In a distinctly more policy based concurrence, Justice Donald C. Wintersheimer refused to rely solely on the majority’s legalistic injury analysis and stated bluntly that “a claim for wrongful life is contrary to the intrinsic value and sanctity of human life” and maintained that recognition of this cause of action would “place the courts in the position of affirming that death, or nonexistence, is preferable to life.”  See id. at 26 (concurring opinion).  Arguing the mere discussion of claims for wrongful birth engender thoughts of the eugenics movement of the early 1900’s and even the horrors of Adolph Hitler’s Nazi Regime, Justice Wintersheimer offered as support for his stance the view expressed in Taylor v. Kurapati, 600 N.W.2d 670 (Mich. Ct. App. 1999) which suggests that “if one accepts the premise that the birth of one ‘defective’ child should have been prevented, then it is a short step to accepting the premise that the births of classes of ‘defective’ children should similarly have been prevented, not just for the benefit of the parents but also for the benefit of society as a whole through the protection of the public welfare.”  See id. at 30-31.
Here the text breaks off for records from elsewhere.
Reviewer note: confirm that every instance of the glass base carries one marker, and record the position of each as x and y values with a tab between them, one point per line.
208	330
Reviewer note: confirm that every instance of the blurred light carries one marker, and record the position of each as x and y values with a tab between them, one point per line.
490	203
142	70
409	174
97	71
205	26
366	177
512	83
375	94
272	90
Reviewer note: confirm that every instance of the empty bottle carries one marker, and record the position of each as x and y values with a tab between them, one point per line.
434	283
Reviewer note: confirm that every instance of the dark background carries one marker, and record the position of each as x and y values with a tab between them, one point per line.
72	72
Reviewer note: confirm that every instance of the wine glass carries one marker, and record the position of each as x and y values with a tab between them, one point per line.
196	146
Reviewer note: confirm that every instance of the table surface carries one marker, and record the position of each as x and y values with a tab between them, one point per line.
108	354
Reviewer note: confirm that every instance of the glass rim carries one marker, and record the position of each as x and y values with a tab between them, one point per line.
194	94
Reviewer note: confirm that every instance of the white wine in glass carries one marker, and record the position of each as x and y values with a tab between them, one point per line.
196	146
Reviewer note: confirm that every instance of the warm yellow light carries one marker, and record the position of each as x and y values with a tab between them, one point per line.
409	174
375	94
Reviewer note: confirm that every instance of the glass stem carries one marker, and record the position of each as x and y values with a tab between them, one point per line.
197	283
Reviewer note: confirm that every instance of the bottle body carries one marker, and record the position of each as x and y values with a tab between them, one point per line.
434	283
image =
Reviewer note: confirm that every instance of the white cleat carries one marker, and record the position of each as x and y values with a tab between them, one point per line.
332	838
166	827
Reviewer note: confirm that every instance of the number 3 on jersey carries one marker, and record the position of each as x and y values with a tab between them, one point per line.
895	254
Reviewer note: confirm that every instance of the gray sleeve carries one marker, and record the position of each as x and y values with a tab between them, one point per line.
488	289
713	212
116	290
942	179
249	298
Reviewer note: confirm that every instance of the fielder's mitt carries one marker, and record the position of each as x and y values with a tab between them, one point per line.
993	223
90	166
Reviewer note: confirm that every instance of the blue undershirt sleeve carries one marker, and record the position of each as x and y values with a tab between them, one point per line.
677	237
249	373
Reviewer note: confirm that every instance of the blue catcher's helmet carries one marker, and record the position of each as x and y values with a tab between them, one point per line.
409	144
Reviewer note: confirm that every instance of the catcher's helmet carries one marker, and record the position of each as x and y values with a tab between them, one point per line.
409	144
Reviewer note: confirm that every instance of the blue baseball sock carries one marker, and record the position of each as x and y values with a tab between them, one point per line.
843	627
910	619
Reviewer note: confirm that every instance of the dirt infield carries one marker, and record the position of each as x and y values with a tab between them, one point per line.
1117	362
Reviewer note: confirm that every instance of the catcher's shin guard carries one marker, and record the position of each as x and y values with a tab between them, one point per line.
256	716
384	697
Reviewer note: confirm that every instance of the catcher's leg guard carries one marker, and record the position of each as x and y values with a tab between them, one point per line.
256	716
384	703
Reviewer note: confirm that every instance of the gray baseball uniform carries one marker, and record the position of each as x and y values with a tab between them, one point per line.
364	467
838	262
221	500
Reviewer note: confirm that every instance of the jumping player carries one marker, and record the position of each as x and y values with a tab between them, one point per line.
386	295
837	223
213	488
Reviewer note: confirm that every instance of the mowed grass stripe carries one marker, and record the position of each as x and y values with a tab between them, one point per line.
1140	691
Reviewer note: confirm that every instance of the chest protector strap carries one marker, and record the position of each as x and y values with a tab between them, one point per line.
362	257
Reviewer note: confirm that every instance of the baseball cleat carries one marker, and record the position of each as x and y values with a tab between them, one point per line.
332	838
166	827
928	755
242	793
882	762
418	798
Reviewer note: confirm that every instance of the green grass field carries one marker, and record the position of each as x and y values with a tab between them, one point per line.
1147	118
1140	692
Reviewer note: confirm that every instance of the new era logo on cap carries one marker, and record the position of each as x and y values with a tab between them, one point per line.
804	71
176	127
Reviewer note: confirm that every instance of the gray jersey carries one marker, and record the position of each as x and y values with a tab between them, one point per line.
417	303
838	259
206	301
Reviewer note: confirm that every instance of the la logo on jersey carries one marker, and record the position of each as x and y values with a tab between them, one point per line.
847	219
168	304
Justice James Keller’s dissent takes umbrage with the majority and concurring opinion’s legal injury analysis arguing each step outside the proper province of the judiciary and are merely pretext for the justices inappropriate volunteering of their personal opinions regarding the morality of the choices the Grubbs and Bogan families would have made had they been fully informed of their children’s defects.  See id. at 48 (dissenting opinion).  Citing language from Greco v. United States, 893 P.2d 345 (Nev. 1995), Justice Keller reminds the majority that “regardless of one’s personal beliefs concerning the propriety or morality of eugenic abortion procedures, under Roe [v. Wade, 410 U.S. 959 (1973)], prospective parents may have constitutionally cognizable reasons for avoiding the emotional and pecuniary burdens that attend the birth of a child suffering from birth defects and those who do not wish to undertake the many burdens associated with the birth and continued care of such a child have the legal right…to terminate their pregnancies.”  See id. (parenthesis added).


The Supreme Court of Kentucky’s recent refusal to recognize wrongful birth and wrongful life causes of action places it in direct opposition with the Texas Supreme Court case of Jacobs v. Theimer, 519 S.W.2d 846 (Tex. 1975) and is sure to take its rightful place in the ever continuing debate over the rights of individuals to terminate unwanted pregnancies and the rights of the unborn.  Given the current conservative makeup of both the legislature and the Texas high court, it would not come as a surprise to this author if this shift in political ideology eventually results in legislation overruling Jacobs or a change in legal precedent rendering the same conclusion.